El tamaño del felino impresionaba. Más alto que ella, de complexión poderosa y con una larga cola que se movía con elegancia, parecía demasiado real para ser una ilusión.
Cuando Ayshel sintió el aliento cálido del animal sobre su piel, toda duda se desvaneció. Permanecía inmóvil, incapaz de moverse, como si un hechizo la hubiera paralizado. La bestia fijó su mirada en la joven. Había algo familiar, extraño y fascinante en esos ojos en los que una parte de ella deseaba perderse por completo.
El animal cerró los ojos y olfateó el aire. Su húmedo hocico rozó el hombro, el cuello, el rostro de la muchacha. Ayshel se quedó quieta y extendió la mano hacia él. El suave pelaje calentaba sus dedos. Sintió la aspereza de la lengua del felino sobre su mejilla. La joven soltó una risita, pero su despreocupación se esfumó al oír una voz masculina, grave y severa:
—¡Esen! ¿Qué estás haciendo?
El hechizo se rompió y la razón volvió a ella. Cuando vio ante sí el enorme hocico del depredador, soltó un grito. La bestia retrocedió un paso, aunque no parecía tener intención de huir. Arikan la sujetó por la muñeca.
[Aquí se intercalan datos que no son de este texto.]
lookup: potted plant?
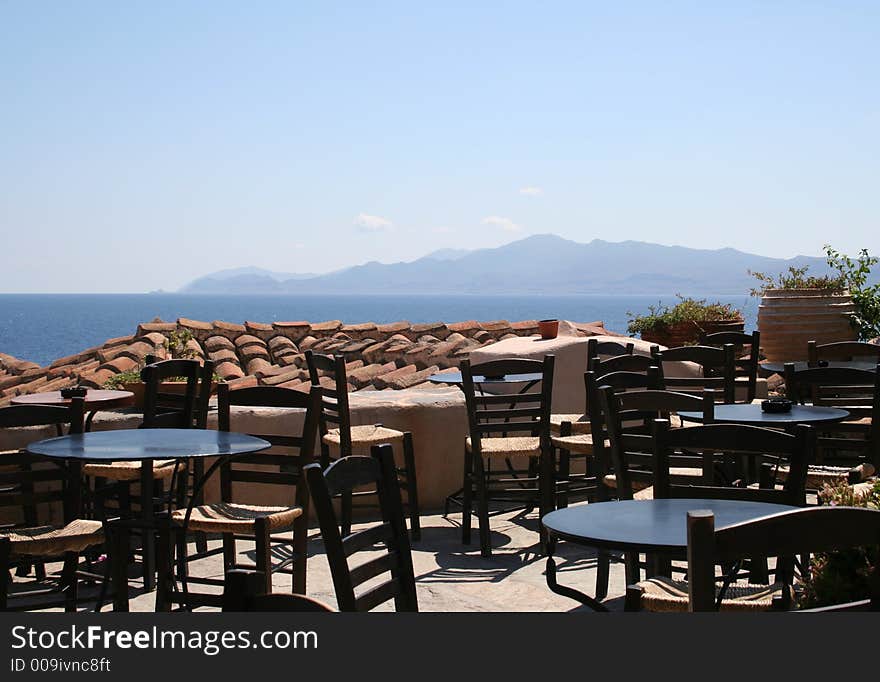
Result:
[104,329,222,408]
[627,294,744,347]
[749,246,880,362]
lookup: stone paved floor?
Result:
[5,504,625,612]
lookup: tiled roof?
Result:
[0,318,610,406]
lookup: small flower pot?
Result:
[538,320,559,339]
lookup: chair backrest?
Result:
[0,398,85,524]
[653,419,815,506]
[687,507,880,611]
[807,341,880,367]
[700,330,761,403]
[461,355,556,456]
[784,363,880,470]
[305,445,419,611]
[654,343,736,403]
[141,358,214,429]
[599,386,715,500]
[306,350,351,466]
[217,384,321,508]
[222,568,333,613]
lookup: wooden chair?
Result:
[785,363,880,480]
[223,569,333,613]
[807,341,880,367]
[160,384,321,606]
[306,350,422,540]
[700,330,761,403]
[687,507,880,612]
[550,338,635,434]
[0,398,104,611]
[654,344,736,403]
[305,444,419,611]
[625,420,815,611]
[461,355,556,558]
[83,356,214,588]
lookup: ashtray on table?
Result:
[761,398,792,414]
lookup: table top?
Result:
[428,372,544,385]
[678,403,849,426]
[11,388,134,410]
[541,499,797,552]
[758,360,877,374]
[27,429,271,462]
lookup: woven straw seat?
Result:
[0,519,104,556]
[550,433,610,455]
[171,502,302,533]
[637,577,784,613]
[550,414,590,435]
[465,436,541,457]
[83,459,186,481]
[776,462,875,489]
[322,424,403,456]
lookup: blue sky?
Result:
[0,0,880,292]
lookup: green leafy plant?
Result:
[798,481,880,608]
[627,294,740,334]
[748,244,880,341]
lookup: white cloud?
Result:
[354,213,394,232]
[482,215,522,232]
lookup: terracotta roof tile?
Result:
[311,320,342,336]
[376,320,412,334]
[446,320,482,336]
[205,334,235,353]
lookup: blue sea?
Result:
[0,294,757,365]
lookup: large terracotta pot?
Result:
[642,317,745,348]
[758,289,857,362]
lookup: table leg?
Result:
[141,459,156,592]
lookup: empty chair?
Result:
[306,350,421,540]
[687,507,880,612]
[625,420,815,611]
[222,569,333,613]
[461,355,555,557]
[654,344,736,403]
[156,384,321,605]
[0,398,104,611]
[550,338,635,434]
[807,341,880,367]
[305,445,419,611]
[700,330,761,403]
[785,363,880,488]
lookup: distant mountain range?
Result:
[180,234,844,294]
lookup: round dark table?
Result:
[678,403,849,422]
[758,360,877,375]
[11,388,134,431]
[27,429,271,611]
[428,372,544,386]
[541,499,797,611]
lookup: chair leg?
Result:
[254,518,272,594]
[596,549,611,601]
[473,455,492,559]
[0,540,12,611]
[461,449,474,545]
[403,431,422,540]
[623,585,644,611]
[291,514,309,594]
[61,552,79,613]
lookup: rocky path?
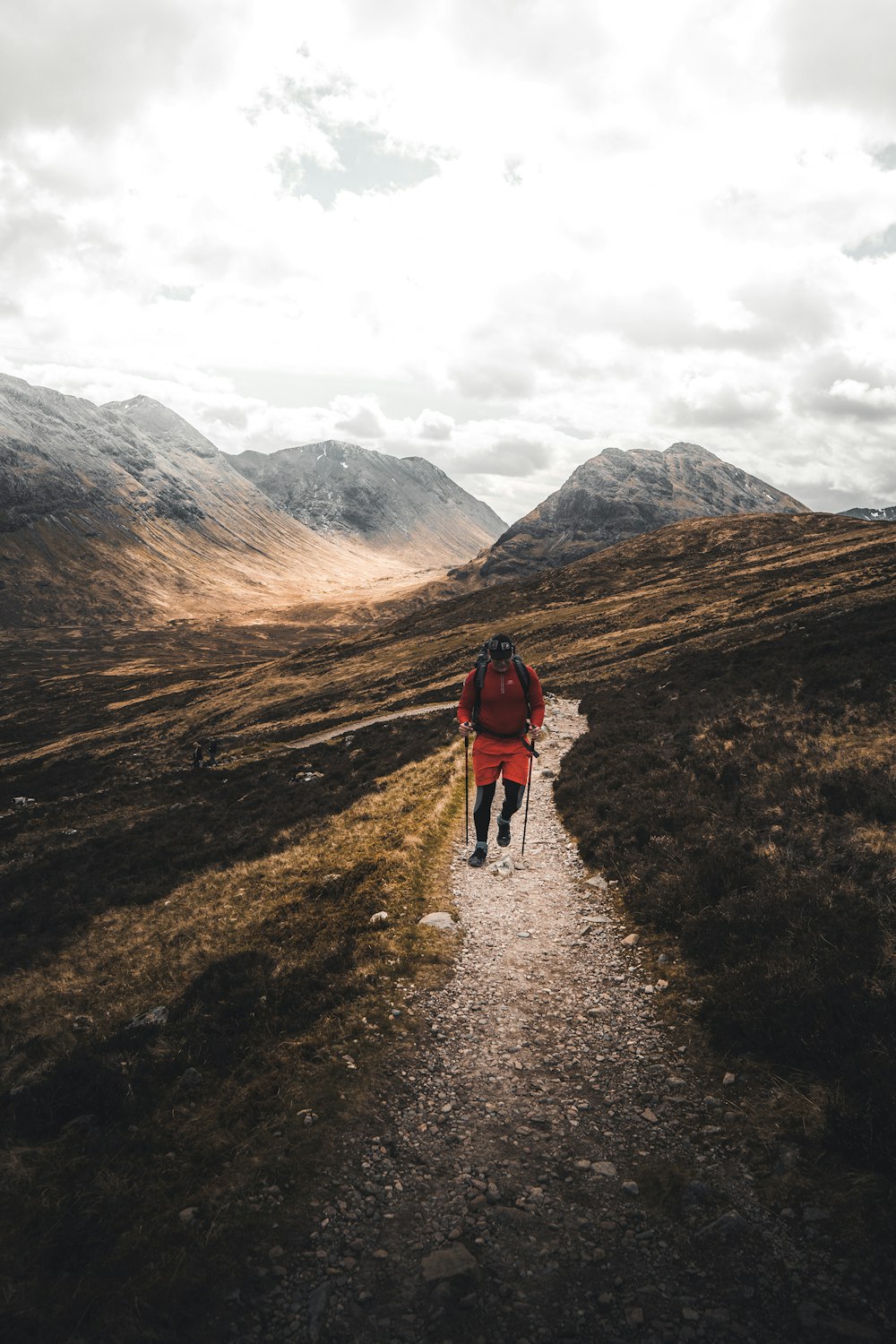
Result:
[237,702,888,1344]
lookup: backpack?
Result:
[470,642,532,728]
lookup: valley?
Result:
[0,515,896,1341]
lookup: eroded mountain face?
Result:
[232,440,506,567]
[455,444,812,582]
[0,375,407,625]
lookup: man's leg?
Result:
[498,779,525,846]
[473,784,495,849]
[466,738,501,868]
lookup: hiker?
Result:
[457,634,544,868]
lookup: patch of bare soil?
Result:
[229,702,892,1344]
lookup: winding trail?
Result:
[241,701,892,1344]
[287,699,457,752]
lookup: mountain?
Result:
[0,375,407,625]
[452,444,812,583]
[231,440,506,567]
[837,504,896,523]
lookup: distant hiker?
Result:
[457,634,544,868]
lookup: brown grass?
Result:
[0,722,461,1341]
[0,516,896,1344]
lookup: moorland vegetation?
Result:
[0,515,896,1341]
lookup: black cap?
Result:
[485,634,513,663]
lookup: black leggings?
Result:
[473,780,525,840]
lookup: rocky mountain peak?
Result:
[231,440,505,567]
[99,395,220,459]
[454,444,810,582]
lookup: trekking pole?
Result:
[520,731,532,857]
[463,734,470,844]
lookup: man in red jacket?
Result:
[457,634,544,868]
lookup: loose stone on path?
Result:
[229,701,887,1344]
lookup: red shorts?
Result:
[473,733,532,788]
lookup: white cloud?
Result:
[0,0,896,518]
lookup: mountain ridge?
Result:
[232,440,506,566]
[452,443,812,586]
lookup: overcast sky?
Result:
[0,0,896,521]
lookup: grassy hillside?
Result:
[0,516,896,1344]
[0,703,462,1344]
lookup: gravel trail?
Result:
[240,699,892,1344]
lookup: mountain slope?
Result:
[0,375,410,625]
[454,444,810,583]
[232,440,506,566]
[839,504,896,523]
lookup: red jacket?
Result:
[457,663,544,738]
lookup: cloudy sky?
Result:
[0,0,896,521]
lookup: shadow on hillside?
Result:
[556,601,896,1169]
[0,714,459,972]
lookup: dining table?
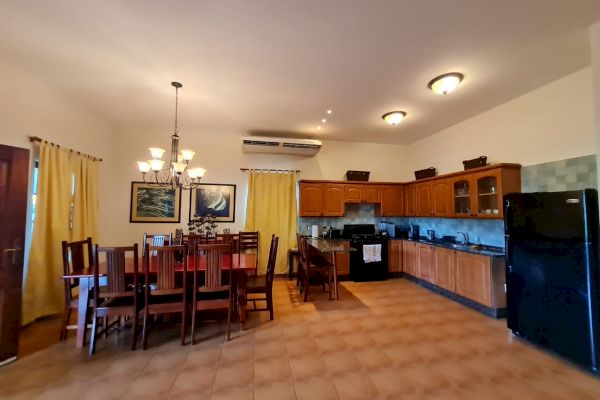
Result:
[307,237,356,300]
[62,252,256,348]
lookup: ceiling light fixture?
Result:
[427,72,465,95]
[381,111,406,126]
[138,82,206,189]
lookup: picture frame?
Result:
[129,182,181,223]
[189,183,236,222]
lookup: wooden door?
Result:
[379,185,404,217]
[0,145,29,365]
[454,251,492,307]
[417,243,435,284]
[300,182,323,217]
[435,247,454,292]
[402,240,417,277]
[388,239,402,273]
[362,185,381,204]
[404,183,417,217]
[431,179,452,217]
[323,183,344,217]
[344,185,362,203]
[417,182,433,217]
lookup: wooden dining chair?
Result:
[300,236,335,302]
[238,231,259,275]
[246,235,279,320]
[59,237,94,342]
[192,243,233,344]
[140,243,188,350]
[142,233,173,256]
[90,243,140,355]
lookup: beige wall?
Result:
[108,130,410,244]
[0,59,113,242]
[409,67,596,174]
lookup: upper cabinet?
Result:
[299,182,323,217]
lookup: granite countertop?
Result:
[390,237,505,257]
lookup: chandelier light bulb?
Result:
[427,72,464,95]
[138,161,150,174]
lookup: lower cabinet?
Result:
[402,240,417,276]
[417,243,435,283]
[388,239,402,273]
[455,251,493,307]
[434,247,454,292]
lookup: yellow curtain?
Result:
[71,157,99,241]
[22,142,74,324]
[244,171,298,274]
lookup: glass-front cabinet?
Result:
[453,177,473,217]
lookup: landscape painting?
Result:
[129,182,181,223]
[190,183,235,222]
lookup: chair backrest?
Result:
[143,243,187,295]
[267,235,279,290]
[238,231,258,252]
[142,233,173,256]
[194,243,233,291]
[94,243,138,304]
[62,237,94,300]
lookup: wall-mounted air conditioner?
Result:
[242,136,322,156]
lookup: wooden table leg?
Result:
[75,278,90,348]
[237,271,248,324]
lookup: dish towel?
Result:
[363,244,381,263]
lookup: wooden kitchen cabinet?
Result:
[321,183,345,217]
[431,179,453,217]
[417,182,433,217]
[434,247,455,292]
[454,251,492,307]
[376,185,404,217]
[388,239,402,273]
[300,182,323,217]
[417,243,435,284]
[402,240,417,277]
[404,183,417,217]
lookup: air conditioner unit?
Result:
[242,136,322,156]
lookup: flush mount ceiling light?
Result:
[427,72,465,95]
[381,111,406,125]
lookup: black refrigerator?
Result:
[504,189,600,372]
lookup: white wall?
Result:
[409,67,596,174]
[0,59,113,238]
[107,130,409,244]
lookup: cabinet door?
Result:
[323,183,344,217]
[417,182,433,217]
[362,185,381,204]
[380,185,404,217]
[402,240,417,276]
[404,183,417,217]
[417,243,435,284]
[451,175,477,218]
[300,183,323,217]
[473,169,503,218]
[435,247,454,292]
[431,179,452,217]
[455,251,492,307]
[388,239,402,272]
[344,185,362,203]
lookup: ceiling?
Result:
[0,0,600,144]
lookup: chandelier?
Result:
[137,82,206,190]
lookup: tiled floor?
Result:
[0,280,600,400]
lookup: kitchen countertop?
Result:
[390,237,505,257]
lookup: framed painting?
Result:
[129,182,181,223]
[190,183,235,222]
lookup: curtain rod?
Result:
[240,168,300,173]
[29,136,102,161]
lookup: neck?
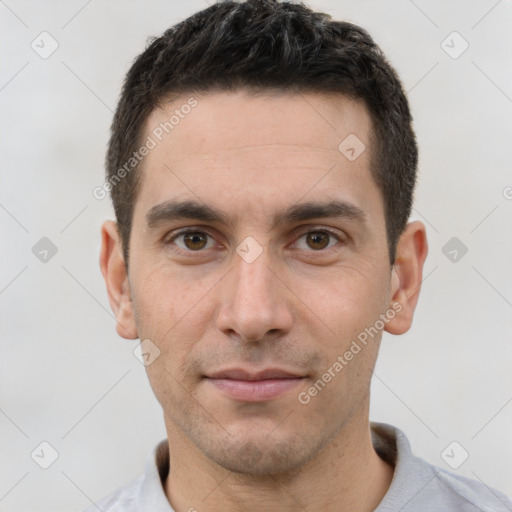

—¿Te has vuelto loca? —le espetó.
Ante sus palabras, el leopardo gruñó, mostrando los colmillos. La presencia del hombre claramente no le agradaba. Un viento frío envolvió a Ayshel, y la piel se le erizó. En ese momento, ni ella misma entendía qué hacía allí. Los recuerdos difusos parecían un sueño, pero el gran felino que no apartaba la mirada demostraba lo contrario.
Con voz temblorosa, apenas logró decir:
—No lo sé... ¿Qué está pasando?
—Vamos, te llevaré a tus aposentos.
El leopardo rugió amenazante, pero Arikan no mostró miedo. Por el contrario, lo miró directamente a los ojos, como si se dirigiera a él:
—Será lo mejor. Ya ha habido suficientes sobresaltos por hoy.
El animal bajó levemente la cabeza y escondió los dientes, como si aceptara sus palabras. Ayshel comprendió que aquella bestia no podía haber entrado por su cuenta tras los altos muros del palacio.
Observando la escena, la joven se atrevió a preguntar:
—¿Qué clase de leopardo es ese? ¿La mascota del rey?
—Algo así —respondió Arikan con una ligera sonrisa, que enseguida ocultó tras su expresión habitual de severidad.
El hombre prácticamente la obligó a seguirlo. Una vez dentro del palacio, Ayshel notó a los guardias. La miraron con indiferencia y volvieron a su posición, firmes, vigilando las puertas.